The SPF rating system now stops at 50+ in many countries to prevent the illusion that a higher protection factor is going to effectively act as a sunblock. It won’t.
What about water-resistant or extended wear sunscreens? Can you use those for babies?
So long as it has a high protection factor, is hypoallergenic, and you continue to reapply the cream every 80 minutes regardless of the claims made on the bottle, then yes. These sunscreens won’t hurt your baby if you’re stuck in a small shop and your options are limited. The Kokua sunscreen which made our top three list isn’t formulated specifically for babies, but is ideal nonetheless.
Cancer awareness and dermatological organizations urge people to be very wary of any product which claims that a single application in 8 hours will be sufficient, or that the product is nearly waterproof. Water resistance testing does not take into account the greater speed at which the sunscreen breaks down following sustained exposure to chlorinated or salt water (or fast-moving water).
The protection factor can fall by nearly 60% after 40 minutes. Just reapply that cream when you’re out of the water, and every 80 minutes on dry land, and you’ll be apples (as the Aussies say).

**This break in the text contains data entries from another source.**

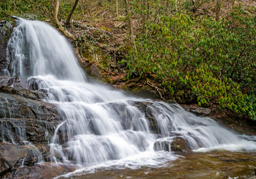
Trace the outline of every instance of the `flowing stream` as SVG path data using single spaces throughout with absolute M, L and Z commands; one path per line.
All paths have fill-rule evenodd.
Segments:
M 89 82 L 58 31 L 38 21 L 18 23 L 8 45 L 10 74 L 29 76 L 28 88 L 44 91 L 44 100 L 57 105 L 64 119 L 52 138 L 52 162 L 88 172 L 162 166 L 180 157 L 171 149 L 177 136 L 196 152 L 256 150 L 249 137 L 178 104 L 128 97 Z

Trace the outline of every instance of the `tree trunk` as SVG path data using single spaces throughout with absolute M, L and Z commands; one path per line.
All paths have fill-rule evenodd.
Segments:
M 118 0 L 116 1 L 116 17 L 118 16 Z
M 55 9 L 54 10 L 54 19 L 58 27 L 61 26 L 59 20 L 58 19 L 58 12 L 59 11 L 59 0 L 56 1 Z
M 215 20 L 219 21 L 219 13 L 221 11 L 221 0 L 216 0 L 215 5 Z
M 134 37 L 133 35 L 132 25 L 131 24 L 131 18 L 129 18 L 129 16 L 131 16 L 129 13 L 129 0 L 125 0 L 125 9 L 127 12 L 127 16 L 128 16 L 127 20 L 128 22 L 129 35 L 131 36 L 131 41 L 133 44 L 134 42 Z
M 142 31 L 143 33 L 146 33 L 145 29 L 145 23 L 146 23 L 146 13 L 144 11 L 146 10 L 146 0 L 142 0 L 142 18 L 141 18 L 141 24 L 142 24 Z
M 72 9 L 70 11 L 70 14 L 68 14 L 68 18 L 67 18 L 67 21 L 66 21 L 66 25 L 67 26 L 70 26 L 70 18 L 71 18 L 72 14 L 73 14 L 77 5 L 79 1 L 79 0 L 76 0 L 75 1 L 75 2 L 74 3 L 73 6 L 72 7 Z

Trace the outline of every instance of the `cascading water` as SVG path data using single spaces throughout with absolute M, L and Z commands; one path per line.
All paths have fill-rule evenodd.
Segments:
M 45 23 L 20 20 L 8 51 L 10 74 L 30 76 L 28 88 L 45 91 L 44 100 L 56 104 L 65 119 L 52 139 L 53 161 L 157 166 L 176 156 L 155 144 L 167 141 L 170 151 L 176 136 L 192 150 L 256 149 L 255 142 L 177 104 L 128 97 L 87 82 L 71 47 Z

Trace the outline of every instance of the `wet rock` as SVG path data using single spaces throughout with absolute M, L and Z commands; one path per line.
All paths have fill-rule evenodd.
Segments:
M 171 151 L 171 142 L 168 140 L 158 141 L 154 143 L 153 149 L 155 151 Z
M 161 112 L 153 106 L 152 103 L 150 102 L 136 101 L 135 105 L 143 113 L 144 113 L 145 118 L 149 122 L 149 125 L 151 132 L 155 134 L 161 133 L 158 127 L 158 123 L 154 116 L 154 115 L 159 114 Z
M 154 143 L 155 151 L 168 151 L 176 153 L 187 153 L 191 151 L 185 140 L 181 137 L 176 137 L 171 140 L 157 141 Z
M 174 100 L 168 100 L 167 101 L 169 104 L 176 103 L 177 101 Z
M 53 104 L 0 92 L 0 136 L 3 141 L 47 143 L 61 120 Z
M 7 171 L 22 164 L 35 163 L 38 158 L 33 146 L 20 146 L 11 143 L 0 143 L 0 177 Z
M 158 93 L 151 87 L 146 85 L 140 88 L 136 94 L 146 98 L 160 99 Z
M 87 73 L 98 79 L 103 78 L 103 76 L 101 75 L 101 72 L 100 68 L 94 64 L 92 64 L 88 68 Z
M 191 109 L 190 112 L 200 116 L 209 116 L 212 115 L 212 110 L 207 108 L 198 107 L 197 109 Z
M 14 173 L 6 176 L 6 178 L 53 178 L 75 171 L 71 165 L 62 163 L 43 163 L 32 166 L 18 168 Z
M 171 145 L 171 150 L 172 152 L 188 152 L 191 151 L 189 147 L 186 143 L 185 140 L 182 137 L 174 137 Z

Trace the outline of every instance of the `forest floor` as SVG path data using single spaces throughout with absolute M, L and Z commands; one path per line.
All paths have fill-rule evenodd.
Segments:
M 249 7 L 256 6 L 256 2 L 251 1 L 242 1 L 239 3 Z M 227 14 L 230 6 L 231 4 L 229 2 L 223 5 L 222 16 Z M 211 11 L 206 14 L 204 8 L 205 7 L 203 7 L 201 9 L 198 9 L 198 16 L 203 14 L 209 16 L 214 16 L 214 13 Z M 95 7 L 94 12 L 91 13 L 90 16 L 84 16 L 80 17 L 79 20 L 73 20 L 71 27 L 66 27 L 62 30 L 62 33 L 70 39 L 76 48 L 80 64 L 92 78 L 107 82 L 117 90 L 141 95 L 146 89 L 147 91 L 146 93 L 151 91 L 151 94 L 143 97 L 164 101 L 170 100 L 157 87 L 160 84 L 156 81 L 149 81 L 148 76 L 129 79 L 127 78 L 126 66 L 121 61 L 125 59 L 132 48 L 128 26 L 124 11 L 119 11 L 120 15 L 117 17 L 115 14 L 115 11 L 110 8 L 103 10 L 99 8 L 97 10 Z M 140 21 L 139 17 L 131 16 L 131 24 L 134 34 L 139 34 L 141 30 Z M 153 92 L 152 92 L 152 91 Z M 199 107 L 196 101 L 188 104 L 183 101 L 177 102 L 185 108 L 186 106 Z M 207 108 L 213 113 L 211 116 L 207 116 L 214 119 L 221 125 L 239 134 L 256 135 L 255 121 L 241 118 L 227 110 L 221 110 L 212 104 Z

What does ‘Reef-friendly’ mean?
The shortest and simplest answer is that it doesn’t contain any of the active UVB-absorption ingredients which stunt coral growth, pollute the water for sea creatures, or bleach the reefs. This is a serious enough problem now that it is illegal to use regular sun screen in Hawaii and some parts of Florida.
The damage done by 14,000 tonnes of sunscreen washing off around the reefs every year is worse than the problems caused by global warming.
If you want to make your own stand against this pollution problem, then take a peek at the product ingredients for the main culprits: oxybenzone (BP-3), octinoxate, or benzophenone (BP-2). If the product claims to be reef-friendly and you can’t see those ingredients, then you’re good to go.
Now, if your vacation doesn’t take you near a beach, then Sun Bum SPF70 lotion is a nice product to use for the whole family. The 8oz bottle is also more generous and lighter on the wallet than some of the products targeted exclusively at babies.